Communication Day: a layman’s two bits

Communication Day: a layman’s two bits

The World Day of Social Communications was formally celebrated on Sunday 2 June – the Solemnity of the Ascension of the Lord – which falls on the Sunday before Pentecost Sunday. That’s part of the tradition behind this annual opportunity for reflection, established after the Second Vatican Council to generate insights about how we’re all getting along with each other via the mass media.

Pope Francis has chosen the theme “We are members one of another (Eph 4:25) From social network communities to the human community”.
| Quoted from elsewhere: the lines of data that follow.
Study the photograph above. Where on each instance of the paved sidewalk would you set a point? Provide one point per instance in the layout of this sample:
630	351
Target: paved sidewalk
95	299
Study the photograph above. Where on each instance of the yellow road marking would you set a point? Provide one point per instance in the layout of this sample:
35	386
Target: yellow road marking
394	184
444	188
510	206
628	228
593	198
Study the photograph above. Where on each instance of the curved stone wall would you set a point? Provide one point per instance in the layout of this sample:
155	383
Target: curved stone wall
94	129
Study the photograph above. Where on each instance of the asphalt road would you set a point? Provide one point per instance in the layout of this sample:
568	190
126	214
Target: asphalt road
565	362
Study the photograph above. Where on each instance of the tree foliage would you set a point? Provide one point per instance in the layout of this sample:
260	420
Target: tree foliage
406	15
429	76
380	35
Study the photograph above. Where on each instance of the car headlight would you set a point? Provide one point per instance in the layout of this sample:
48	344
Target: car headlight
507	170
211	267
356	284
 “The net works because all its elements share responsibility.” Pope Francis praises the power of the digital media to spread an abundance of information and bestow a sense of vast, interactive community. But he cautions that too much of the information we share is used to defame others, spread untruths, violate human dignity, and affirm our narcissistic identities by defining our social-network communities in terms of whom we exclude. Real communities, in physical places or in virtual “social media,” require us to build connections of trust and interdependence, he says. The most resilient communities contain networks we form with others not because they are “the same” as us, but because they are unique, bringing different perspectives.

Cedric Prakash, Jesuit human rights activist and writer, in his recent reflection on ‘World Communication Day’ says that Communications in the Church in India today has primarily to be contextual; it cannot be divorced or isolated from the realities that have a stranglehold on the common citizens of our country today.

Collaboration is the essence of a Communicating Church. ‘Communications Day’  falls on the feast of the Ascension. Jesus invites us to be his collaborators in his mission here on earth. We cannot remain neutral in communicating the “good news.” We cannot be in competition with one another.

In Bihar, the Church has been a communication pioneer . Church historian Jose Kalapura SJ points out that the very first printing press and publication house was opened by the Church in 1897. Prabhat Prakashan, another major printing and publication unit was started in the 1940s in Patna. It provided printing services not only to the Christian community, but to Patna University, Patna Medical College, and the government of Bihar for some 30 years, before it closed down in the late 1970s.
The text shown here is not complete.